ドアを開けると男性がベッドに座っている。

お客さんの前に行って頭を下げて挨拶をする。
『今日はよろしくね。いっぱい気持ちよくなろうね。』

この声…どこかで聞いたことある…

顔を上げるとそこにいたのは斗真さんだった…

斗真さんが今日のお客さん?



斗真さんなら…そんな甘い考えは一瞬で覆された。
目の前の人は僕の知ってる優しい斗真さんではなく、不気味に笑いながら僕の首を絞める。

斗真さん…

苦しくて涙が目に溜まっていく。

『助けて…斗真さん…ごめん…なさい…』

最後の力を振り絞ってごめんなさいを伝える。
僕の知ってる斗真さんは優しい人…
きっと謝ったら…優しい斗真さんに戻るはず…





っ!ハッ!

はぁ、はぁ、はぁ、

こ、ここは…
薄暗くてよく見えないけど…
この匂い…斗真さん?

荒い息を繰り返し、頭を整理する。

さっきまでのは夢?


「どうした?ごめん、苦しかったか?」

斗真さんが抱きしめていた腕を解こうとする。
やだ!離れないで…行かないで…っ!

離れていく斗真さんに必死にしがみつき離さない。

「どうした?大丈夫、大丈夫。
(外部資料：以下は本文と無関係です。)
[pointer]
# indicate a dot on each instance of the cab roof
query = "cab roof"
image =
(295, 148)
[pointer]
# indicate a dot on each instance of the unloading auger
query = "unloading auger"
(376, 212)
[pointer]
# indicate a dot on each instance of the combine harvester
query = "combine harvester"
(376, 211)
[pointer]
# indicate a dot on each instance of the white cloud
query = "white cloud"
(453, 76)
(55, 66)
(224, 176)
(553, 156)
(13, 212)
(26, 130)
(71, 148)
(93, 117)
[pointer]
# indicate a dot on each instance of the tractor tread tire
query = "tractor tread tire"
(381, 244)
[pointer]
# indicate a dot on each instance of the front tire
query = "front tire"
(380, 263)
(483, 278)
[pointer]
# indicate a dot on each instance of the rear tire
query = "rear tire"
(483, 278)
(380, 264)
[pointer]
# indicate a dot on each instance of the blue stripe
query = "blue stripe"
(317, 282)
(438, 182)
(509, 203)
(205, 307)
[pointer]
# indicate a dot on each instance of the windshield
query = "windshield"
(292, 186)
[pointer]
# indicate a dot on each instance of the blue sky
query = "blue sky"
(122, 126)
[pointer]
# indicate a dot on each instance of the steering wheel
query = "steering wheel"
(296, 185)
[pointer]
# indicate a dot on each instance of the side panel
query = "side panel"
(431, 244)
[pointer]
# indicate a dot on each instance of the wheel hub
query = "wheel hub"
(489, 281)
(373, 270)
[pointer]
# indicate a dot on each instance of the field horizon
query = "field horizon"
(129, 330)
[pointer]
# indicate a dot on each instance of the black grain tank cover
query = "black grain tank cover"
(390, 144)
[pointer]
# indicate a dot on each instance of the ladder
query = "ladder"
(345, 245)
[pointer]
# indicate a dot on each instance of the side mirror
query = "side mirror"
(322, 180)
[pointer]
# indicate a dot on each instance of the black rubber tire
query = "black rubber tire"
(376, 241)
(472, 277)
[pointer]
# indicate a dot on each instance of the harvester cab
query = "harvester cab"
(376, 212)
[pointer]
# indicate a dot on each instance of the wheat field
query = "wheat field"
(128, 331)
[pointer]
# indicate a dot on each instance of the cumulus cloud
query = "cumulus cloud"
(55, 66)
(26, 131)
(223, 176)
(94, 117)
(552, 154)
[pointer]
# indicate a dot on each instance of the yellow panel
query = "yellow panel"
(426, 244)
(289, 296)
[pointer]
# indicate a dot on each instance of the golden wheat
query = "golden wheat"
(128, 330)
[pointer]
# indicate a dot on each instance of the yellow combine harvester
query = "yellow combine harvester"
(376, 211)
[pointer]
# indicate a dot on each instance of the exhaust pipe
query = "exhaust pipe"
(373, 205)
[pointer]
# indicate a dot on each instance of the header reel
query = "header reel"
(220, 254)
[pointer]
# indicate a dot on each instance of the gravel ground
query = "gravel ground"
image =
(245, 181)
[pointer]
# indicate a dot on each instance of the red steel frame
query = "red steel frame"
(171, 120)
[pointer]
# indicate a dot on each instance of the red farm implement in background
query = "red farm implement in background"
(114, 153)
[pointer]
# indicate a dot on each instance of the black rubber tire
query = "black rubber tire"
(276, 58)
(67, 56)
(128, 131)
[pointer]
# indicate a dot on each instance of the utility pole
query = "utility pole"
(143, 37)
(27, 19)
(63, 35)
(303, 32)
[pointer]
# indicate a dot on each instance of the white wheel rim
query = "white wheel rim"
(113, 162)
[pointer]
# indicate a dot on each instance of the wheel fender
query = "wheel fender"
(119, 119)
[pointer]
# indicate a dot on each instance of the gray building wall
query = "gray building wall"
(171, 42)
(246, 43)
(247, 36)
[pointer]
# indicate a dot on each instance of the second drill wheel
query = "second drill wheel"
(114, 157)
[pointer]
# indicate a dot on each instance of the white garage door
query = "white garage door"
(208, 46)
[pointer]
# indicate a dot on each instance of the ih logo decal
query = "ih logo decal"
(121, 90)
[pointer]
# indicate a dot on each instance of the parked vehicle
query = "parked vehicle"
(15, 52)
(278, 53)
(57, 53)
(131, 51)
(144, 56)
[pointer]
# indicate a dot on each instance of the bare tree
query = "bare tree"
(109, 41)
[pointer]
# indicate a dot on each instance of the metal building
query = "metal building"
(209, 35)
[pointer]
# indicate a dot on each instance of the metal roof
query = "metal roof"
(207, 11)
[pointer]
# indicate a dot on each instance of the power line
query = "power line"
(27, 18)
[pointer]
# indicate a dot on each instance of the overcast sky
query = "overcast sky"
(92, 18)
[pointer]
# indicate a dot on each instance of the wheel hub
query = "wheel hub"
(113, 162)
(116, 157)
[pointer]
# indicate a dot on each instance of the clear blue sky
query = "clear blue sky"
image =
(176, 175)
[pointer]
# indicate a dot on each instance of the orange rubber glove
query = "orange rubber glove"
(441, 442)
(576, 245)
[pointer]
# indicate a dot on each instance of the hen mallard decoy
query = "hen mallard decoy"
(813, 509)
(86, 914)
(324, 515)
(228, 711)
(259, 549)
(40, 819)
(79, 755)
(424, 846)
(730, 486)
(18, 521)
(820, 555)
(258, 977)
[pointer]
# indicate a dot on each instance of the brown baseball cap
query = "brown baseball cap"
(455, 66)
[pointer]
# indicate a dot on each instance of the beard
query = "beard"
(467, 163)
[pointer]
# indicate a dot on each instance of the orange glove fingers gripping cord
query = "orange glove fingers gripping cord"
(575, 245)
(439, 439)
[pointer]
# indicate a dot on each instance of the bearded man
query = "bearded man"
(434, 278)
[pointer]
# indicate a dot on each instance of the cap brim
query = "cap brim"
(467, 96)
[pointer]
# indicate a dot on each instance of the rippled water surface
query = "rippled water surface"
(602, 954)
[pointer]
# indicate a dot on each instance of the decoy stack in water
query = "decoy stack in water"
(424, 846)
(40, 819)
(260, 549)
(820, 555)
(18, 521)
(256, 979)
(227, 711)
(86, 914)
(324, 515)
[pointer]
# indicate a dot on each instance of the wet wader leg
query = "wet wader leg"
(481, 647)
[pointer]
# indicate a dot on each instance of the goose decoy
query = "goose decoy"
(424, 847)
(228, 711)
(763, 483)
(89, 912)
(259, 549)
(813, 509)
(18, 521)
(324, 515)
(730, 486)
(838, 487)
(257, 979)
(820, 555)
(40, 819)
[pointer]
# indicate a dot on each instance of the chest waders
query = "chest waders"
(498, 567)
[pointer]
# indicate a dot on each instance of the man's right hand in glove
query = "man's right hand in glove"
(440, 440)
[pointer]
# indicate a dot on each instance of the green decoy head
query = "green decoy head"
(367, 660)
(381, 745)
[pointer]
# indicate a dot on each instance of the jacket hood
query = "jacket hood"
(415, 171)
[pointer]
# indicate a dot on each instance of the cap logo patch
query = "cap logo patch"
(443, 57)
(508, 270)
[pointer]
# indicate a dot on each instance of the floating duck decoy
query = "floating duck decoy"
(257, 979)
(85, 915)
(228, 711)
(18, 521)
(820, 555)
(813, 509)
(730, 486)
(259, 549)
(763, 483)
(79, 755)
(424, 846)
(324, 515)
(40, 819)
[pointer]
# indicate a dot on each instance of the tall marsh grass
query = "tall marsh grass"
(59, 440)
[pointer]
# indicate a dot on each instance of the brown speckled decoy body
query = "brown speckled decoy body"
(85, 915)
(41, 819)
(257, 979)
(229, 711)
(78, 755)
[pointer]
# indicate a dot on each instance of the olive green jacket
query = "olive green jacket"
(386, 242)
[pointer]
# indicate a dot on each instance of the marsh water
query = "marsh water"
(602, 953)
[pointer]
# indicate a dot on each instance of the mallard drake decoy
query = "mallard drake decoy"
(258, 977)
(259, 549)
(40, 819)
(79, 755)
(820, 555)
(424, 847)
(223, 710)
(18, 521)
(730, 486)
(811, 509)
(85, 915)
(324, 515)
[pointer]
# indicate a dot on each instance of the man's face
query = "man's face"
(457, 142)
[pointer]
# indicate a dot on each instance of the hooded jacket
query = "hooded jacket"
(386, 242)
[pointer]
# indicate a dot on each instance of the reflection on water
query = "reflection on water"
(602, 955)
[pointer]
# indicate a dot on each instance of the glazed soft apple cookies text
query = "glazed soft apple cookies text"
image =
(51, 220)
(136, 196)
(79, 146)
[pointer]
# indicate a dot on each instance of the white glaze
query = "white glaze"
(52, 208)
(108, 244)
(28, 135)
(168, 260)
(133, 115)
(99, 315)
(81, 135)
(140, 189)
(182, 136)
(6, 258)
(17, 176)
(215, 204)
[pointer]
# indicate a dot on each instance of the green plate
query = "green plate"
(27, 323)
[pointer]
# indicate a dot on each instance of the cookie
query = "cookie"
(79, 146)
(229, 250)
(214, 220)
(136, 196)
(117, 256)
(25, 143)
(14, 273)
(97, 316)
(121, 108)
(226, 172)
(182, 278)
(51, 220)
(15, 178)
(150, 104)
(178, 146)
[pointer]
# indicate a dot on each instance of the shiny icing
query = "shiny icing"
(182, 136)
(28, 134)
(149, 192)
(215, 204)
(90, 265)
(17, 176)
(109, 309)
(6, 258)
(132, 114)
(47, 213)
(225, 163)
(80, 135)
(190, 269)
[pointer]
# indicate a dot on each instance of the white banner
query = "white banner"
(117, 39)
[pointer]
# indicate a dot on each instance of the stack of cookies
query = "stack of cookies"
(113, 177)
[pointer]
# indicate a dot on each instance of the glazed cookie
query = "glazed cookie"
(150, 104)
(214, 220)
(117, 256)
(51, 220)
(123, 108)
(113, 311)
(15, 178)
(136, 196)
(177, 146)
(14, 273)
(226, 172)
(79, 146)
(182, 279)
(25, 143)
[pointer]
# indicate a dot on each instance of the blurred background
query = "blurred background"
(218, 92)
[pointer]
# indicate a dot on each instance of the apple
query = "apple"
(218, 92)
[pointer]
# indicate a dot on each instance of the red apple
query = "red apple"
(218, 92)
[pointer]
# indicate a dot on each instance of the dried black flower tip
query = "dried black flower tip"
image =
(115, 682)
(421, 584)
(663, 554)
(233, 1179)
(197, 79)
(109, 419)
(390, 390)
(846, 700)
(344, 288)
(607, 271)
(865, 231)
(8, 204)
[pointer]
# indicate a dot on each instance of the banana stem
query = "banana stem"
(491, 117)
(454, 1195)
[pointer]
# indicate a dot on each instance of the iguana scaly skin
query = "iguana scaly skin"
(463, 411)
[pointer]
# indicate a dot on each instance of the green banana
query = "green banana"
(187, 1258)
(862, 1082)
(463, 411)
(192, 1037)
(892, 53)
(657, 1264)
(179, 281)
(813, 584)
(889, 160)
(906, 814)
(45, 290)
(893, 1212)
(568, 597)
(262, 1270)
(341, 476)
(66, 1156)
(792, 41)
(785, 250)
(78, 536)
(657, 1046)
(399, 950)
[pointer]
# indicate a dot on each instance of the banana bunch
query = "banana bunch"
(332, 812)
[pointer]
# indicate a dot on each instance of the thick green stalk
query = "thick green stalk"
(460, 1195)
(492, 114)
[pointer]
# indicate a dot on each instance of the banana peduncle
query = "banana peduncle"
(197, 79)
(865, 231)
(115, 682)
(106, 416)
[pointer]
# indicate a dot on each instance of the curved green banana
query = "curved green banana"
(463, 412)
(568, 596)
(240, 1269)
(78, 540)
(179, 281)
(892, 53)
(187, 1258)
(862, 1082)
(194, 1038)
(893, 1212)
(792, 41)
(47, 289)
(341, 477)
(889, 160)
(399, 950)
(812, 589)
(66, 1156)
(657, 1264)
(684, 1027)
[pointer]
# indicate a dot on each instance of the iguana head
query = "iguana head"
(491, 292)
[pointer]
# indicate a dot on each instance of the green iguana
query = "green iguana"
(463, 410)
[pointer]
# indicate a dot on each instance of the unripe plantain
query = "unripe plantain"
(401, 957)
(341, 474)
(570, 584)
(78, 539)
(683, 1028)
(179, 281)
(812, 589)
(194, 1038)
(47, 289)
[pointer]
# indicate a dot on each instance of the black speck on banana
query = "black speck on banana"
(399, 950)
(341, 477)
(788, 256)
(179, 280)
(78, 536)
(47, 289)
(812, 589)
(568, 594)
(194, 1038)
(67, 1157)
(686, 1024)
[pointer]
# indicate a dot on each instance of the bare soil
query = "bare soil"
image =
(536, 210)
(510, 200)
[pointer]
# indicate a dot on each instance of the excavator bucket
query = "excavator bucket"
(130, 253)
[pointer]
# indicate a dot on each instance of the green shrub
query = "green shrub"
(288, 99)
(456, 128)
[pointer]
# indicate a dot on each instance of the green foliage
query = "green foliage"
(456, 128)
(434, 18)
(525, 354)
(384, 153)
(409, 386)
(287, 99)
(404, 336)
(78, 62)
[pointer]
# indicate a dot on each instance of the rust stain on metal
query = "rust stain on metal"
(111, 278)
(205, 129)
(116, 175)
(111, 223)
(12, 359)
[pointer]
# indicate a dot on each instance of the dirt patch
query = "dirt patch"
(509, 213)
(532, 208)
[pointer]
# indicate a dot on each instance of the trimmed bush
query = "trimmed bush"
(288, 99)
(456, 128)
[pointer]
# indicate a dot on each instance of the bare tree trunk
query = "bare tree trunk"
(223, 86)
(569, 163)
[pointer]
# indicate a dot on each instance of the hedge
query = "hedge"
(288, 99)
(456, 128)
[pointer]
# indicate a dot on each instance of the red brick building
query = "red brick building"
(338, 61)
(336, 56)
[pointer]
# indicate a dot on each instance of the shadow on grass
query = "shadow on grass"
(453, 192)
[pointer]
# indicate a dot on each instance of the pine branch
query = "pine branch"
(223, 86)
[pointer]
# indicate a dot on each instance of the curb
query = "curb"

」

もう一度抱きしめてもらい背中を優しくさすられる。

僕の知ってる優しい斗真さんだ…
やっぱりさっきの怖い斗真さんは夢だったんだ。
良かった…よかった…ぅう…

「え?!どうした?しんどいか?」

「う゛ぅ…ん…っ…うう」

安心したら張りつめていたものが一気に破裂したように涙が溢れ出した。
泣いている間、今まで声なんてあんまり出なかったのに抑えることもできず涙と一緒に漏れた。


「大丈夫、大丈夫、いっぱい泣いたら落ち着くよ。」

斗真さんは僕がこの家に来た日と同じように涙が止まるのを待ってくれた。





「もしかして怖い夢でも見たのか?」

怖い夢…

怖い…

そっか…僕、怖かったんだ。

コクリ

「そっか、もう大丈夫だ。俺がいるからな。」

コクリ

斗真さんが一緒にいてくれる。それは僕にとって1番安心できることだった。
ずっと、斗真さんとずっと一緒にいたい。
そう思い、もう一度胸に顔を押し付けると優しく頭を撫でて抱きしめてくれる。